The other language problem you get with buried tech comes from obsolete technology — things that were once common enough to pass into metaphorical use, but that have fallen into desuetude while their metaphorical use continues.  For a good example of this, take a look at this entry over at Making Light, in which the actual mostly-disused process behind the still-common phrase “batten down the hatches” is explained and discussed.  The question for writers in this case is, how long does it take before the metaphor becomes completely detached from the object or process that it once referred back to, so that it can function simply as a bit of vocabulary in its own right?

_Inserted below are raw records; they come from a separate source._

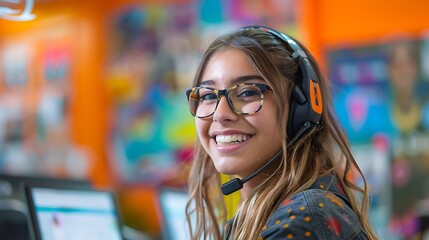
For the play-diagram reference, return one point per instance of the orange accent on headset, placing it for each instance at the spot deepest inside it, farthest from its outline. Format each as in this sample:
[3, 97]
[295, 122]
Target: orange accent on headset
[316, 97]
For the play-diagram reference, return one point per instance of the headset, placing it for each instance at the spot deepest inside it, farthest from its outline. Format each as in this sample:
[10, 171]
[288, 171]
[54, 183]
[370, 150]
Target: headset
[306, 103]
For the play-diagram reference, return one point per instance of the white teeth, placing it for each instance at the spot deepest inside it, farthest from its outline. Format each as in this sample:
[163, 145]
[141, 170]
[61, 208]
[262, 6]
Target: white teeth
[235, 138]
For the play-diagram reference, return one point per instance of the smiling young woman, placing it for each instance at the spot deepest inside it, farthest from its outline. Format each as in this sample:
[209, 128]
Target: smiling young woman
[263, 114]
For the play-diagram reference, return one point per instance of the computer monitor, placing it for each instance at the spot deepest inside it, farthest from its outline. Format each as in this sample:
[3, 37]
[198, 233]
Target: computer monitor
[172, 209]
[63, 212]
[13, 208]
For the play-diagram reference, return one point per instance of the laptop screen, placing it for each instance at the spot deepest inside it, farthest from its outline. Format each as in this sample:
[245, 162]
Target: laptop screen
[173, 213]
[67, 213]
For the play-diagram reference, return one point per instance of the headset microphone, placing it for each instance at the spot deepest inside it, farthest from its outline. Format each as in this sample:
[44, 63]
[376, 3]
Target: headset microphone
[237, 184]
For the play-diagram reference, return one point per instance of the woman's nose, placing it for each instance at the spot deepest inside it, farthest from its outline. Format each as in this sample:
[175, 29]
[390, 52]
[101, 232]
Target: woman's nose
[224, 112]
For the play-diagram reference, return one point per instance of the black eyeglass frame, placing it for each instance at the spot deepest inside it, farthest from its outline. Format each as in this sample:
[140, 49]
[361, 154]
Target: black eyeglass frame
[225, 92]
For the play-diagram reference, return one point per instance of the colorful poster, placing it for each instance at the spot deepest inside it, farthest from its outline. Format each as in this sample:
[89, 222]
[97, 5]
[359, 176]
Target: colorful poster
[380, 93]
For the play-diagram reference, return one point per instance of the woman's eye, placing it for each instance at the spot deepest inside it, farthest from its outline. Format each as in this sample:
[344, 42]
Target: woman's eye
[208, 96]
[248, 93]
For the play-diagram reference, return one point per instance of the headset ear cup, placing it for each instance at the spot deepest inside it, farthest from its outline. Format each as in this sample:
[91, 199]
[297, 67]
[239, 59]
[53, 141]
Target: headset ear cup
[291, 118]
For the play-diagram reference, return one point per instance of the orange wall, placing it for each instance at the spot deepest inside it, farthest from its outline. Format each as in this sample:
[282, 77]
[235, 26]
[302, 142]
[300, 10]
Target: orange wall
[88, 105]
[329, 23]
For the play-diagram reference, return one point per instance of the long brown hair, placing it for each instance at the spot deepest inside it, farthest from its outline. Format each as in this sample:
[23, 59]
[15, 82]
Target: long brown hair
[323, 149]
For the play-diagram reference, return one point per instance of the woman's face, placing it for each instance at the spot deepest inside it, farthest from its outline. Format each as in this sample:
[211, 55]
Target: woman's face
[237, 144]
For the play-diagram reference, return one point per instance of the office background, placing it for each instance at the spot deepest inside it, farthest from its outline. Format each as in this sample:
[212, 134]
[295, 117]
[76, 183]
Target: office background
[95, 90]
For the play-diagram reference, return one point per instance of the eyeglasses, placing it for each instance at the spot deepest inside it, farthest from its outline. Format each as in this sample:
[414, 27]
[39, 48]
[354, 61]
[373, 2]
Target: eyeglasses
[245, 98]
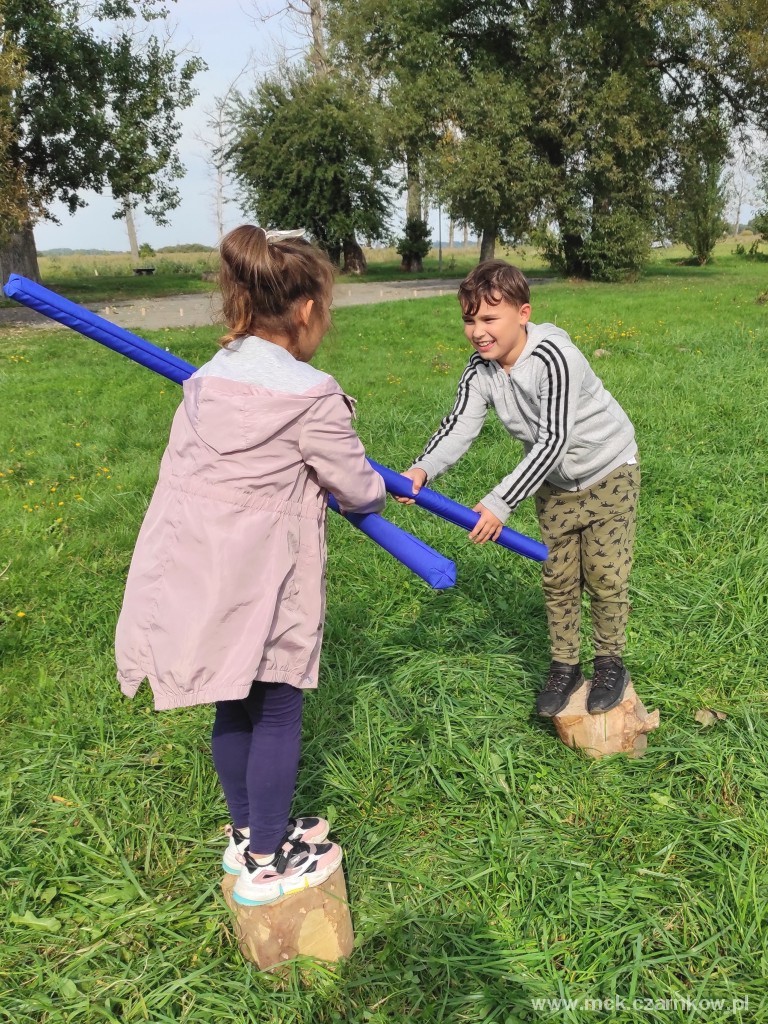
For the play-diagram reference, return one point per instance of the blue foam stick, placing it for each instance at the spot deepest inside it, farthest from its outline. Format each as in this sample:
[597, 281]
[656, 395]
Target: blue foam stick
[460, 515]
[438, 571]
[427, 563]
[29, 293]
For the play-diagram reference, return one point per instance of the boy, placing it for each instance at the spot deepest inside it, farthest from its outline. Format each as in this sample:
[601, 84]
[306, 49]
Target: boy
[581, 463]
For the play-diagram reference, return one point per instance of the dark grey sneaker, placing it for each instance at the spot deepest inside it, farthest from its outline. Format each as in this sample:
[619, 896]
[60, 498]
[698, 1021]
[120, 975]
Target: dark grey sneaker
[609, 681]
[562, 681]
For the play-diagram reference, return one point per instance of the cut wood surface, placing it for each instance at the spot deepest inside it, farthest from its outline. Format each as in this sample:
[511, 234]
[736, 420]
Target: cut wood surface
[622, 730]
[314, 922]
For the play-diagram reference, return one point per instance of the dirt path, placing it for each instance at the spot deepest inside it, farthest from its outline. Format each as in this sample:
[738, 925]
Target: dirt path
[201, 310]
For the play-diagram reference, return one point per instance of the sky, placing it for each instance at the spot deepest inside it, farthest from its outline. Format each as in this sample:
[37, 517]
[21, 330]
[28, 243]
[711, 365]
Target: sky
[229, 36]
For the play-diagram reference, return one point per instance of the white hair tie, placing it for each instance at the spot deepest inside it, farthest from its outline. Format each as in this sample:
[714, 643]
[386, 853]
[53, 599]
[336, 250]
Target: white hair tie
[274, 236]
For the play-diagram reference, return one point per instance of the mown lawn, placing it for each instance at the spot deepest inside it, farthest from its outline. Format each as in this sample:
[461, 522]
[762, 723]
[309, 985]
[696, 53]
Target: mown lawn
[491, 869]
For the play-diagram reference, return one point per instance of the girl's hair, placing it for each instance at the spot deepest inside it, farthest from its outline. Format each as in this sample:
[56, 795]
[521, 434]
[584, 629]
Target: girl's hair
[262, 283]
[494, 281]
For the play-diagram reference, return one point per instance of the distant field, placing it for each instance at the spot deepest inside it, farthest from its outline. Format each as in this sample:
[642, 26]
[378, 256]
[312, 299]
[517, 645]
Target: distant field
[102, 278]
[495, 876]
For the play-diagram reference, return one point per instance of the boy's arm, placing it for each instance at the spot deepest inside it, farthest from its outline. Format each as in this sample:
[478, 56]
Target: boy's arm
[459, 428]
[559, 387]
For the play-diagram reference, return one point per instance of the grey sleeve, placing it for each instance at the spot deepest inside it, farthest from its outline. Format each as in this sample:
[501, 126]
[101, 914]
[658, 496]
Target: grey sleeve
[560, 384]
[459, 428]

“Batten down the hatches,” even used in its figurative sense of “to make ready for possible disruption ahead”, still implies a world and a society in which sailing ships once existed; but if you’re writing about a created world in which — for whatever reason — there isn’t enough open water to make sailing ships a part of its past history, can you get away with using “batten down the hatches” in its figurative sense?

My guess is no — not for a couple of centuries.  Possibly longer, if people keep on writing adventure stories about the Age of Sail, and other people keep on reading them.

It’s a fraught thing, vocabulary.

Go Look Over There

Or, somebody who isn’t me, saying something useful and interesting.  This time, it’s John Barnes, on the subject of what to do about Mary Sue when she (or he — Barnes also makes a convincing argument for why he, at least, applies the term to characters of both genders) turns up in your story.  Good stuff, and it goes beyond the usual alternatives of “give her a couple of cosmetic flaws” and “terminate her with extreme prejudice.”